The EEA regulations are to be implemented by all states of the agreement and interior laws and regulations of each state have to tie in with them.
Bjarnveig Eiríksdóttir, lawyer who worked for 7 years at ESA, told RÚV that these regulations should be seen as some sort of traffic regulations for the economic life.
She added that when countries don’t implement necessary regulations, it recoils upon businesses and the economic life.
“The European Economic Area is based on there being a uniformity, having the same rules that ensure predictability, that’s what’s important,” Bjarnveig told RÚV.
She said that if Iceland doesn’t keep up with implementing regulations it creates problems for businesses to grow. “Especially for international companies, it’s easier for them if same rules apply in different countries.”
As reported, ESA recently ruled that Iceland’s blanket ban on import of fresh meat was a violation of EEA regulations.
But that is far from the only example of Icelandic laws and regulations not in harmony with international laws.
In fact, of the 181 cases awaiting ESA’s ruling, 119 are to do with Iceland.
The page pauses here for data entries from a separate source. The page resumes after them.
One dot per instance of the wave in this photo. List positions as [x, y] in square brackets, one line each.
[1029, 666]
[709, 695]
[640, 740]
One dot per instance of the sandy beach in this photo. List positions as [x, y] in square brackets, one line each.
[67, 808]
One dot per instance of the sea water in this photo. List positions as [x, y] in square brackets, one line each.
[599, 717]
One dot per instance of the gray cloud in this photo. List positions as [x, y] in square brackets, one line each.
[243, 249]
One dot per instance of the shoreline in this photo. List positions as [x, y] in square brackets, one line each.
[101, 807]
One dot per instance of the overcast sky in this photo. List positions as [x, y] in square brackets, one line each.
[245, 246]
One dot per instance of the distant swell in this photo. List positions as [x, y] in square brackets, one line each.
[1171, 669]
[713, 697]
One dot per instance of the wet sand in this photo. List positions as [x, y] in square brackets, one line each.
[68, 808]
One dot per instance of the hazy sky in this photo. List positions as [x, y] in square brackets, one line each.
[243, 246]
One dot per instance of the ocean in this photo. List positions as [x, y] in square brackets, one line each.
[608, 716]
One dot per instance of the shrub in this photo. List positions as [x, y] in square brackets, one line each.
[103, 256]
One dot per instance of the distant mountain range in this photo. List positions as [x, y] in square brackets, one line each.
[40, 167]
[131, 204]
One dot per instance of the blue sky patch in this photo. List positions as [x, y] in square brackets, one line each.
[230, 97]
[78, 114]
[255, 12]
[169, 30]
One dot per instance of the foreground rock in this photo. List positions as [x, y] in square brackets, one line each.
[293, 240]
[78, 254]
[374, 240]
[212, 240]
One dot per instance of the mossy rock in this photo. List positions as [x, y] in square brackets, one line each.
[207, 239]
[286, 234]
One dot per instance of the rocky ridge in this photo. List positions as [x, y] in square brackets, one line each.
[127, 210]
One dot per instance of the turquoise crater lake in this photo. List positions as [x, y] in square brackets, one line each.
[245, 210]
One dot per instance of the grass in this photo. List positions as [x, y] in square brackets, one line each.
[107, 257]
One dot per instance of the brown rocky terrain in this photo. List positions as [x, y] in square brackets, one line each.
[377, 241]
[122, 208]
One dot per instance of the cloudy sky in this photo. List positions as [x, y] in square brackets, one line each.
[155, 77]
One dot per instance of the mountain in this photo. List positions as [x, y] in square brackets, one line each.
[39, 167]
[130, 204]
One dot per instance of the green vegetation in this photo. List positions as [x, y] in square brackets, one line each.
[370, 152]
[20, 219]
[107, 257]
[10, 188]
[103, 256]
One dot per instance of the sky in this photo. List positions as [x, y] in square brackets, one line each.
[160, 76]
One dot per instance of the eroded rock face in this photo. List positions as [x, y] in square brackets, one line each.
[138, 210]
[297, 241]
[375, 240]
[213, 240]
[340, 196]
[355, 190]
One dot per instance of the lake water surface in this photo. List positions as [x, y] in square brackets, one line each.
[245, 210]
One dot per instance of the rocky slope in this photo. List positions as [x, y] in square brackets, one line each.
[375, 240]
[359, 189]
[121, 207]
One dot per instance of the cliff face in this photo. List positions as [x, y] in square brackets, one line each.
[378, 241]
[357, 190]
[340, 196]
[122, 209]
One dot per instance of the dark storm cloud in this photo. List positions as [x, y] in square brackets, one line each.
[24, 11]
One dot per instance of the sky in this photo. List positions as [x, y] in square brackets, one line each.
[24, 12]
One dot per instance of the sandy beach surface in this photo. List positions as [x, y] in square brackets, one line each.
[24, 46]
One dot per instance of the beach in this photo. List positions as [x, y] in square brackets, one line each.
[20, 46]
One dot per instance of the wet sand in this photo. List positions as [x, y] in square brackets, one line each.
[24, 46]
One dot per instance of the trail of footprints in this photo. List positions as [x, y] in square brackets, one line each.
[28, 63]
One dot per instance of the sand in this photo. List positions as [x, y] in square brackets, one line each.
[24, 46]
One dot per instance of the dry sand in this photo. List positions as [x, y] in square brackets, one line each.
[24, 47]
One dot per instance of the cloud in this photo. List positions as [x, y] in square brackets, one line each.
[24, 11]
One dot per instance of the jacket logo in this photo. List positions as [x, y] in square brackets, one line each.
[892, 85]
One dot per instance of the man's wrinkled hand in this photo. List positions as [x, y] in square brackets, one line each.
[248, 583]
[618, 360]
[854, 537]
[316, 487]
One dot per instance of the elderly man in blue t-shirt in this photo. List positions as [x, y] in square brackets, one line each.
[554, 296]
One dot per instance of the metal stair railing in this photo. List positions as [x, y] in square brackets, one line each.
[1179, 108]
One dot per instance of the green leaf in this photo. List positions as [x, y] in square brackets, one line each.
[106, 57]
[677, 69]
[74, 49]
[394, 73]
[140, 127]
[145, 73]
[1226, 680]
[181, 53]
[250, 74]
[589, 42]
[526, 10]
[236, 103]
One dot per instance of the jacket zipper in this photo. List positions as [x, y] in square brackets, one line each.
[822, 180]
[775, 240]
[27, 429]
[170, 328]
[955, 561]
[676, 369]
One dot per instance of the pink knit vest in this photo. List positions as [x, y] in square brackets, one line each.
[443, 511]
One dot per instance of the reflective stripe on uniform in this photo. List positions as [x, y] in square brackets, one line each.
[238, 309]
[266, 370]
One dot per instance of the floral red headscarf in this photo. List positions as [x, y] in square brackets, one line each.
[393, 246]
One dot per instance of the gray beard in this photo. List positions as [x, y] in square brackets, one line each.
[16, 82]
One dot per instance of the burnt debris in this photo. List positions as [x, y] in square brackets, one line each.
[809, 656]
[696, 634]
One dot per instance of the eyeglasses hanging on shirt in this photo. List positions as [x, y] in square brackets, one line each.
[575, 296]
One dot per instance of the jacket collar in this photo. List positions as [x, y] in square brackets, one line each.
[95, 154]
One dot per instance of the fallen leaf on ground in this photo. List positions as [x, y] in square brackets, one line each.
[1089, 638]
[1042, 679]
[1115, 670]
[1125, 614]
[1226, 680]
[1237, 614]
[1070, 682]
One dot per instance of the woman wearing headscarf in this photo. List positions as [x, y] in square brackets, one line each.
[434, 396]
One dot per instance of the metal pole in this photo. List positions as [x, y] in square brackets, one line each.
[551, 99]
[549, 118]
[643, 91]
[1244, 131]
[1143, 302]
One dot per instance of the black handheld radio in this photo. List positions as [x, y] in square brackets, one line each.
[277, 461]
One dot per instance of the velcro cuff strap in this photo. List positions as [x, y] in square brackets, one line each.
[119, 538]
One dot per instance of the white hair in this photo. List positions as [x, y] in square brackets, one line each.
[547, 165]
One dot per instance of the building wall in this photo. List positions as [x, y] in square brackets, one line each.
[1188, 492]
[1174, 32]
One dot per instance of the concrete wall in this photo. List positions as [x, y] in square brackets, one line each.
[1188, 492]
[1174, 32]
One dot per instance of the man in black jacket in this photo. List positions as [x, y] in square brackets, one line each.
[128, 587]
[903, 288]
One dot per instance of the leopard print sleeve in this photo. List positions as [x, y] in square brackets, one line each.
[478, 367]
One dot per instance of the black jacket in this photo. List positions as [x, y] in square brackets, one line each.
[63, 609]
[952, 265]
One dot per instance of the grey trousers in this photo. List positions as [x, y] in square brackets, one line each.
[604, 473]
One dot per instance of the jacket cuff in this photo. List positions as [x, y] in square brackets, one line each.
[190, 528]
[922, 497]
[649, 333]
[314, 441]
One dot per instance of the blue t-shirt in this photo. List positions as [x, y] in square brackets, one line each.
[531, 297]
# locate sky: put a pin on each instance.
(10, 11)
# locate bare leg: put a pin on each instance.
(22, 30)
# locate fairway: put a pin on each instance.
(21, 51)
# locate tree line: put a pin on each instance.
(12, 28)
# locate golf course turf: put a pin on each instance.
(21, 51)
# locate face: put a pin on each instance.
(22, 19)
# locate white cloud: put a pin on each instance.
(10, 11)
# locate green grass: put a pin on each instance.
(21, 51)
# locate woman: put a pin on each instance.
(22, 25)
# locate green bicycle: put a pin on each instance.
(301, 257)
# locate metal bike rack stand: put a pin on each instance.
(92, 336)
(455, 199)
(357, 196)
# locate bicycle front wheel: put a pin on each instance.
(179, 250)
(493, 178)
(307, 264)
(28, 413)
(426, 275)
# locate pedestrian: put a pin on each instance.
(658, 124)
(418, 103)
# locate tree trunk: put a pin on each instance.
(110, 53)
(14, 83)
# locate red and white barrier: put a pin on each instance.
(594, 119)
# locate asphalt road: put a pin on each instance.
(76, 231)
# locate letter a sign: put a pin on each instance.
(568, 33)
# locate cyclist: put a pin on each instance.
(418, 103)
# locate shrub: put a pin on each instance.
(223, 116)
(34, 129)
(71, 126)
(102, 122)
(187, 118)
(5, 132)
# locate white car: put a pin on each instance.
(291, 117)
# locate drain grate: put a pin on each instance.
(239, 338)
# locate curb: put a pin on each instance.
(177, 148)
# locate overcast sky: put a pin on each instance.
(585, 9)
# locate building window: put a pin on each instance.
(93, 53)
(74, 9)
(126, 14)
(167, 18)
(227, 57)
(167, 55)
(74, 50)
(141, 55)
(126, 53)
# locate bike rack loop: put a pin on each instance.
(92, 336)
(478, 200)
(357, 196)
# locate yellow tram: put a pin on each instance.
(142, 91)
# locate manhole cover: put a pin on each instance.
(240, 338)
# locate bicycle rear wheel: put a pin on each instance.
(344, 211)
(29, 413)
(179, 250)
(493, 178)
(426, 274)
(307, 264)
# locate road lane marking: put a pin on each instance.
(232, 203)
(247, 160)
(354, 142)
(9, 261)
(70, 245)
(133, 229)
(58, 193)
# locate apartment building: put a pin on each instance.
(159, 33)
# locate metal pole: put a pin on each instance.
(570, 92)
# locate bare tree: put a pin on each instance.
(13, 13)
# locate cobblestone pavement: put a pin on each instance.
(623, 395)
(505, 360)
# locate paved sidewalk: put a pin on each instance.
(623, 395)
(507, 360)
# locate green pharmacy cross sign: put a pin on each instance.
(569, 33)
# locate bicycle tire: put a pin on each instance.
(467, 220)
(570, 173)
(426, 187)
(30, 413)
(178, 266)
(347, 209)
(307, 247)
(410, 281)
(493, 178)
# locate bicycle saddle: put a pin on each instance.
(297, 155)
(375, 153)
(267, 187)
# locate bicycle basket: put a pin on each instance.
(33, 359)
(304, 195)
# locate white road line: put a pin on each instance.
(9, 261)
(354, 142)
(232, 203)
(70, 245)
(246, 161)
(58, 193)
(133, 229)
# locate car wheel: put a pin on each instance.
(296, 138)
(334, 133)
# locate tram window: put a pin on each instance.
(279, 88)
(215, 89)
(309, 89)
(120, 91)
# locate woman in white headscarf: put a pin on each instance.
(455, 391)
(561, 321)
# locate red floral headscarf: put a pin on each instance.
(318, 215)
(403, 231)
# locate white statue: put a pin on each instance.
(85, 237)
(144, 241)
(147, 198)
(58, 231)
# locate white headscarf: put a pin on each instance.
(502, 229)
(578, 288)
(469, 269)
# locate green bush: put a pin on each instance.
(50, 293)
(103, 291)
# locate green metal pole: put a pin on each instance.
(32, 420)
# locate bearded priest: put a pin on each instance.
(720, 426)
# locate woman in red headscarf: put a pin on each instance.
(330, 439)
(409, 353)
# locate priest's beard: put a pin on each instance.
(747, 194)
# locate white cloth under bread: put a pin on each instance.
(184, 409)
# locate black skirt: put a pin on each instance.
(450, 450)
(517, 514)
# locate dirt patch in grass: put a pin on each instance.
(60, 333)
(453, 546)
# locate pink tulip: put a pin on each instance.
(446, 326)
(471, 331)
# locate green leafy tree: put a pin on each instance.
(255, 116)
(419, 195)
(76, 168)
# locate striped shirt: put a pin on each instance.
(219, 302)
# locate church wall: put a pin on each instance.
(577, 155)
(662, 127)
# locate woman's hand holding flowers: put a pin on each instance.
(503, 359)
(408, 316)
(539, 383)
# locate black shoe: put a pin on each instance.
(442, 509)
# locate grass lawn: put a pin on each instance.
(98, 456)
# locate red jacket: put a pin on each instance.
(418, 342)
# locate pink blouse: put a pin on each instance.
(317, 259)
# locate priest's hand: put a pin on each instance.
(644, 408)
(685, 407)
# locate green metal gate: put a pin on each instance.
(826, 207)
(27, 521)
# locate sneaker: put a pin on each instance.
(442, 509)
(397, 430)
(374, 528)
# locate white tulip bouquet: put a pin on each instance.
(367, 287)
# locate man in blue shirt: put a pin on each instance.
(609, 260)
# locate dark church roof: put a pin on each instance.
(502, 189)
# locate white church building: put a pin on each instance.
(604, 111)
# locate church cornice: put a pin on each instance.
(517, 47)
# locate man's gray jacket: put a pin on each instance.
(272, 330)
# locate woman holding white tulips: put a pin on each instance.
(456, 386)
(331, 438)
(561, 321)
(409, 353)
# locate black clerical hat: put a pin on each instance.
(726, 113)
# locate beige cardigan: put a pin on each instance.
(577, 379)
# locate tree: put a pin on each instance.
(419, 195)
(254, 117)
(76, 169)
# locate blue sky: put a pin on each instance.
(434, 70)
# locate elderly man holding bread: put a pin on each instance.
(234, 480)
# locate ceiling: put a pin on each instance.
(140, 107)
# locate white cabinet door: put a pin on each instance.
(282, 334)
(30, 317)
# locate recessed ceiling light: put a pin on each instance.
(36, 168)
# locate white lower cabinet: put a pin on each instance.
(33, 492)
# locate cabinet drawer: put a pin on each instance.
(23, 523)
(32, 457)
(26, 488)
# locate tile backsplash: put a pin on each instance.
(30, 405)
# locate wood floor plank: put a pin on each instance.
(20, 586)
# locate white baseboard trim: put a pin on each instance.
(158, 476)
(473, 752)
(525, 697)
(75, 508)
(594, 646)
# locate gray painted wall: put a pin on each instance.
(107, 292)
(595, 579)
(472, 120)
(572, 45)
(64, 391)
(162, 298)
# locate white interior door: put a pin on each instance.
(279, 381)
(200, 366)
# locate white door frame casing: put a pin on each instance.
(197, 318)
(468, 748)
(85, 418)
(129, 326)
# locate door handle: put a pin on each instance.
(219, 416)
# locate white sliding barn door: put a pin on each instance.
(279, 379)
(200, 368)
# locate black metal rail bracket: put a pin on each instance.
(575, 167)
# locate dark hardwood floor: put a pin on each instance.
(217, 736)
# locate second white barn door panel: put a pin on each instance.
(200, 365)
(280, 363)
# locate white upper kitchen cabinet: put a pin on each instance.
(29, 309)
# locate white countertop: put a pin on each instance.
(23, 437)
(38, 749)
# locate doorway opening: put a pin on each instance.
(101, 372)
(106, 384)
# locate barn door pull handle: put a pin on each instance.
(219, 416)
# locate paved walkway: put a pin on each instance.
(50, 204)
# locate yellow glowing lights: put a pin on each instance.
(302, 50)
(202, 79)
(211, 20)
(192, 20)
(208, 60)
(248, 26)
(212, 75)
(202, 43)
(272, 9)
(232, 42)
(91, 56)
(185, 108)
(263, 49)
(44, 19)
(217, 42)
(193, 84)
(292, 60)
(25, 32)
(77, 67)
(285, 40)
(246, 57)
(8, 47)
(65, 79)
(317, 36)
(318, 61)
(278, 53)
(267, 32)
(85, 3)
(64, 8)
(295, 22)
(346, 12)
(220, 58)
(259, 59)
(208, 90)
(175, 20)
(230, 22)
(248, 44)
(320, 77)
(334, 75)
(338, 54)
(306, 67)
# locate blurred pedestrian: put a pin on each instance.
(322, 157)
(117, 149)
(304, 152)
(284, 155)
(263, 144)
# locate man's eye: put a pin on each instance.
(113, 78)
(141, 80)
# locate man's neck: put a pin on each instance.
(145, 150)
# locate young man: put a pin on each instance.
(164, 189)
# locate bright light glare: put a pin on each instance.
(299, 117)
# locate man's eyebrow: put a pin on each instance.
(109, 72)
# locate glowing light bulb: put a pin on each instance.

The other cases centre on Norway and Liechtenstein.
Most of the cases are regarding regulations that haven’t been implemented within the leeway initially given. A few of the cases are regarding whether the Icelandic government have interpreted or applied regulations incorrectly.
According to ESA’s latest report, the reason for this increase in Iceland’s cases is that there’s been a delay in translating and publishing regulations in Icelandic.
However, the Ministry of Foreign Affairs objects to this, saying the explanation is a change in work procedure at ESA.
“They are trying to get cases through more quickly, hurrying them up and such. I don’t think the reason is that our performance has worsened; it’s first and foremost this change in their procedures,” minister Gunnar Bragi Sveinsson said.
Bjarnveig however believes that translating and implementing EEA regulations doesn’t seem to be a priority in Icelandic ministries.
“There seems to be an obstacle within the administration because this work shouldn’t come as a surprise. All the member states have scrutinized the regulations before they are added to the EEA agreement so some preparation work has already been carried out.”